日本における合理的経営の追求
西尾久美子「京都花街の経営学」、東洋経済新報社(2007)
お薦め度:★★★
経営学者である著者が、5年にわたるフィールドワークを経て、京都の花街のビジネスシステムを分析し、まとめた一冊。内容は非常に面白いし、置屋のシステムを中心にして全体を分析しているのも納得できる。ただし、フィールドワークが中心で、現在のシステムについての分析が中心であるためか、置屋の話も読み物レベルで、本質がえぐりだされていないのではないかという感想を持った。
それはそうとして、花街のビジネスシステムをうまく、ベストプラクティスとして切り出しているので、ベストプラクティスとしては参考になる点が多い。置屋というと日本的なものだと思われているかもしれないが、実態は違う。
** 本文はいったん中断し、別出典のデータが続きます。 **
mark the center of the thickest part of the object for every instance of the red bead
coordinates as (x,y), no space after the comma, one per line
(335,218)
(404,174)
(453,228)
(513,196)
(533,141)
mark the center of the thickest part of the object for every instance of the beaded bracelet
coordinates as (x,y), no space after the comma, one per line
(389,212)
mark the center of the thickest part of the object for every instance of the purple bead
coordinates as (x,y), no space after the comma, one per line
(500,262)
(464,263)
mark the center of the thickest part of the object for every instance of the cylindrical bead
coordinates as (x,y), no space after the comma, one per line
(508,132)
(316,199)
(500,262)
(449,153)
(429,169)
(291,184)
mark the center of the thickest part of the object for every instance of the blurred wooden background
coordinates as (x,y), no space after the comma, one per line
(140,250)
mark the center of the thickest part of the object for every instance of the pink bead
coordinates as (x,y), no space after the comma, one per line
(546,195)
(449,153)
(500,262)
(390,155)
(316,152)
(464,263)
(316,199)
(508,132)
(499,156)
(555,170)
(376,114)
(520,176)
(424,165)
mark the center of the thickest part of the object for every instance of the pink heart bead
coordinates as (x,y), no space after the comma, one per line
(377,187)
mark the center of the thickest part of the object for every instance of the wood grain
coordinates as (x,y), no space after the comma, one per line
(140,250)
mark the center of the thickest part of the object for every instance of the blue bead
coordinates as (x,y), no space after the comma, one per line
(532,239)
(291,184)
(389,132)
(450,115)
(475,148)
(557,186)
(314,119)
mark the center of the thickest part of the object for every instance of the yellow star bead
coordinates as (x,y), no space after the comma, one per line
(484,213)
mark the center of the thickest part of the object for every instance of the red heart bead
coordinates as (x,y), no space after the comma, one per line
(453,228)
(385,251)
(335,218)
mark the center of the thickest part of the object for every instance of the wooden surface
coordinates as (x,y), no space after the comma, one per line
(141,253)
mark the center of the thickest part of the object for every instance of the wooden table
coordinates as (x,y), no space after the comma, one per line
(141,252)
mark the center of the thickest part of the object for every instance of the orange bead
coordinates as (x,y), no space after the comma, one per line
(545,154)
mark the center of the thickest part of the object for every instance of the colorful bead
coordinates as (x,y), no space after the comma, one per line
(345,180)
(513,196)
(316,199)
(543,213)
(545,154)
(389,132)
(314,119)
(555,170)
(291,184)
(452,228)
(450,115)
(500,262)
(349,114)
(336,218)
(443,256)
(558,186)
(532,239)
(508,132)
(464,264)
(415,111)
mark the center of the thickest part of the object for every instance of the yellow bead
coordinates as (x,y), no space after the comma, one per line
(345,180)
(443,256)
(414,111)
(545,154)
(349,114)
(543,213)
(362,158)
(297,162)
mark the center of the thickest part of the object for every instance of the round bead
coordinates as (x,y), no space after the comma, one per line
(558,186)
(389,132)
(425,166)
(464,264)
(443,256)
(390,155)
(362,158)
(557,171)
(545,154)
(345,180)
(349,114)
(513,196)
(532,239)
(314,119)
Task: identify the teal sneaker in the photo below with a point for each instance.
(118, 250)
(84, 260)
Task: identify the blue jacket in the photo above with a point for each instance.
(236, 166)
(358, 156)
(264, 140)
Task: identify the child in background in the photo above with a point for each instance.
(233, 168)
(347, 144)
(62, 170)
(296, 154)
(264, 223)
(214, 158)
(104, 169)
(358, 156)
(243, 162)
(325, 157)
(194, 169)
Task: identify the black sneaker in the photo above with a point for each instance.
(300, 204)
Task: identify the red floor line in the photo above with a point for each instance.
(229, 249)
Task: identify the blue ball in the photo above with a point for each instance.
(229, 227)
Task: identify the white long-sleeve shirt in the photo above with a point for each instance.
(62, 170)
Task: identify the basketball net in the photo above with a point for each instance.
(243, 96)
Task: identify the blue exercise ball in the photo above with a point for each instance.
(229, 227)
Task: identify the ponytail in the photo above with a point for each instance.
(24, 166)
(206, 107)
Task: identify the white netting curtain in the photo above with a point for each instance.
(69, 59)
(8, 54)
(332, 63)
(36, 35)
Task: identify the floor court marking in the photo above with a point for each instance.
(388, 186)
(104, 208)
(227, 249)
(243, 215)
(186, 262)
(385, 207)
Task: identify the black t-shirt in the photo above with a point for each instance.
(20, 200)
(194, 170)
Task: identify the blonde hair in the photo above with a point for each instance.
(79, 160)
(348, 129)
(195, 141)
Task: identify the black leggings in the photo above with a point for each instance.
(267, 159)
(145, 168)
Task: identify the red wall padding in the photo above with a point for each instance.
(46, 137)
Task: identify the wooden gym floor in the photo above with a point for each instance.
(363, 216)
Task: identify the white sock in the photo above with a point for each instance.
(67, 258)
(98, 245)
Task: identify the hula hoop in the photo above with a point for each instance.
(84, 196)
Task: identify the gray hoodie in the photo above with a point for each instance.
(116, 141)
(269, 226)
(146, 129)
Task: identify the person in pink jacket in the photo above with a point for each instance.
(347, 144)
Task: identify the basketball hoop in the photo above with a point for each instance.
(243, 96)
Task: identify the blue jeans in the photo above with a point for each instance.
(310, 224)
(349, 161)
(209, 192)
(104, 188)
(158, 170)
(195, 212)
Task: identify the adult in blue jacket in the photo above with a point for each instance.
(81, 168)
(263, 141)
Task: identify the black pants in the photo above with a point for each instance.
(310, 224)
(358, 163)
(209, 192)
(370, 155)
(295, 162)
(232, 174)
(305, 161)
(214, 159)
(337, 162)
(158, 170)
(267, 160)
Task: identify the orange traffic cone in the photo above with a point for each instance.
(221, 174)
最も大きな違いはリスクマネジメントである。
高いレベルの顧客満足を実現しようとした場合に、いろいろな面でリスクを取る必要がある。取引もそうだし、人材育成もそうである。花街のビジネスシステムは、リスクを取ることを前提にして、リスク管理を徹底する点に特徴がある。これは、欧米のマネジメントの考え方に近い。
それを日本の人間関係の中でいかに行うかに置屋システムの秘密があることまでは、よくわかる本である。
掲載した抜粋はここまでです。